Is there really an appropriate ‘solution’ to the issue of ultra-Orthodox Jews who insult women and inconvenience all travelers by delaying the take-off of flights, due to their refusal to sit next to women on El Al planes?
Anshel Pfeffer has proposed one: For offenses inflicted upon women by ultra-Orthodox men, he suggests that we women should all just ignore the problem – which will bother us less once we get to know and understand our Haredi neighbors better.
Besides the obvious practical difficulties of fraternizing with somebody who refuses to sit next to you, look at you, address you, acknowledge your existence, and avoid you at all costs, this tack has some other fundamental flaws.
Pfeffer regularly writes about Haredi politics. Therefore, he must be well aware that violations against women aren't confined to air travel, but that they are pervasive over a growing number of public institutions in Israel. We aren’t talking about one aberrant soccer fan, but an ideologically driven group with extensive political and economic influence that both rejects and cynically exploits our democratic system.

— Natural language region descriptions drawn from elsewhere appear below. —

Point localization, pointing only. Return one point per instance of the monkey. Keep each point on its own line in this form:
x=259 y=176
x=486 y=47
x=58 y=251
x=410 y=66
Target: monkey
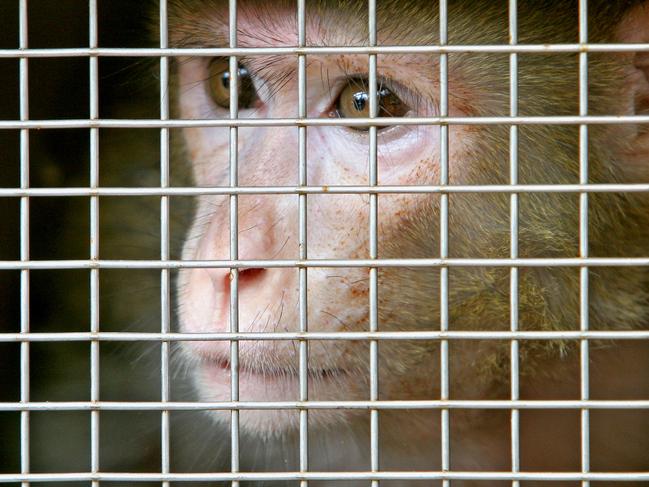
x=408 y=85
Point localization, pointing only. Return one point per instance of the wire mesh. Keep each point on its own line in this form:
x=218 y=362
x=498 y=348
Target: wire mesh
x=374 y=335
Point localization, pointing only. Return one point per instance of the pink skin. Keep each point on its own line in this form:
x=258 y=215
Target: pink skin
x=338 y=227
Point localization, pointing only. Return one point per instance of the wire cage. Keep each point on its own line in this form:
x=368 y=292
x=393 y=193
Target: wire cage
x=29 y=404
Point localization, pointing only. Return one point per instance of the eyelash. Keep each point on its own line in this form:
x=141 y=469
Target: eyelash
x=267 y=90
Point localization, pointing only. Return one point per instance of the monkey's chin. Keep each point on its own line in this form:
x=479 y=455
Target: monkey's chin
x=213 y=384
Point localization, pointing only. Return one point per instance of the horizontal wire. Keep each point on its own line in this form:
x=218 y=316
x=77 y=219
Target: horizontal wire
x=285 y=476
x=280 y=190
x=431 y=404
x=321 y=122
x=320 y=50
x=323 y=336
x=321 y=263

The suggestion to advise women to ignore misogyny is off target. Although the airline episodes may inconvenience some men, they invalidate women, sexually objectifying us against our will. It's no one's place to tell us how to react. It's no one's place to tell us not to take offense. In fact, that further invalidates us, and is just as insulting as the original offense. Women have struggled too hard for too long to improve our, as yet, still unequal status. It isn't anyone's place to tell us to submit to violations that threaten to take us backwards.

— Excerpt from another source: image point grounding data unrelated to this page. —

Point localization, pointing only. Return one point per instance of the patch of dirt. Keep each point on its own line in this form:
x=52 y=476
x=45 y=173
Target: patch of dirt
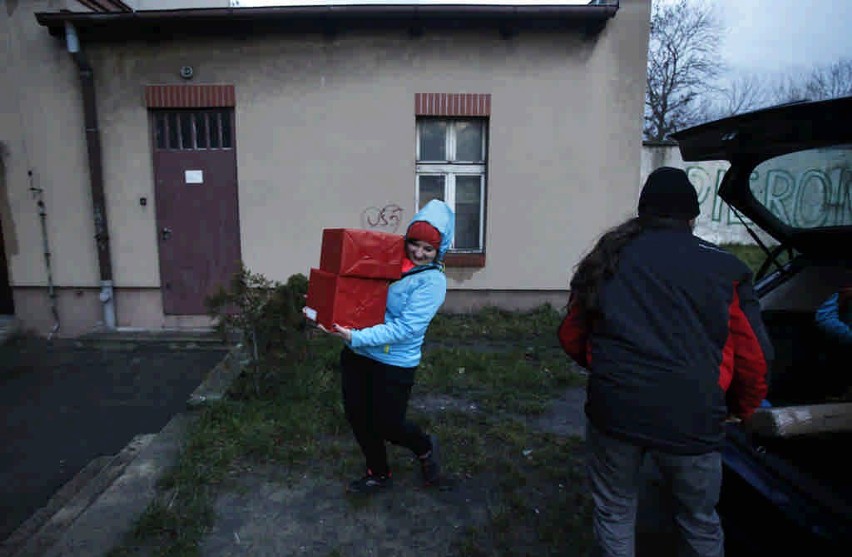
x=313 y=516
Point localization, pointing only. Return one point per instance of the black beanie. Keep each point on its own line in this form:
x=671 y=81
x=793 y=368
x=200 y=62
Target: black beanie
x=668 y=193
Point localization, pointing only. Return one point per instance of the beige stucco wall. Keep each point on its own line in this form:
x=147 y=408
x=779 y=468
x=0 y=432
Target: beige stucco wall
x=41 y=127
x=325 y=130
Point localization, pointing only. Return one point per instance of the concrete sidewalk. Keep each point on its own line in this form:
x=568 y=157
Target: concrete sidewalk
x=100 y=413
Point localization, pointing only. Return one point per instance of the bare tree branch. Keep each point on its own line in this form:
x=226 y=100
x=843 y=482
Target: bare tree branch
x=682 y=61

Years ago when ultra-Orthodox neighborhoods were first built on the periphery of my home town of Beit Shemesh, I would regularly venture into these 'ghettos' to run errands. Back then, I had the privilege of meeting some wonderful, decent Haredi business owners, just as Pfeffer recommends. Unfortunately, I was forced to stop going. It wasn’t because I didn't want to meet my good neighbors. I stopped going because of abusive behavior directed towards me by an increasingly influential group of fanatics which was taking control of these neighborhoods and did not want non-Haredi women among them, even if they were Orthodox Jews – and that caused a considerable amount of vexation to the local business owners who felt they were powerless to resist the growing extremism.
As a woman living in Beit Shemesh, I've been exposed to a fair share of this abuse. At first I ignored the spitting and cursing, but then the abuse turned to physical violence such as rock-throwing and even assault. In 2011, it turned into abuse against young schoolgirls - including my own, because that's what happens when you ignore bullies. They don't go away, they get bolder and intensify the abuse.
Exempting the perpetrators from taking responsibility for abusive behavior because they're under the control of corrupt leaders, as Pfeffer suggests, contradicts a fundamental principle of Judaism: That we are agents exercising free will and are required to take responsible for our actions, hence the most Jewish obligation for personal repentance. Moreover the offenders claim to be acting in the name of Judaism! They must be held accountable for their behavior.
But they are not the only people who are to blame. For too long Israeli society has kowtowed to Haredi abuse. Often this disregard to violations primarily against women, stems from political and economic convenience, backed by ingrained chauvinism. We didn't arrive where we are today out of a vacuum. Years of complacency and tolerance towards despicable behavior brought us here. Those who ignore abuse, or admonish those who don't ignore abuse – in or out of an airplane - are equally to blame.
Nili Philipp lives in Beit Shemesh with her husband and five children. She currently works in patent law.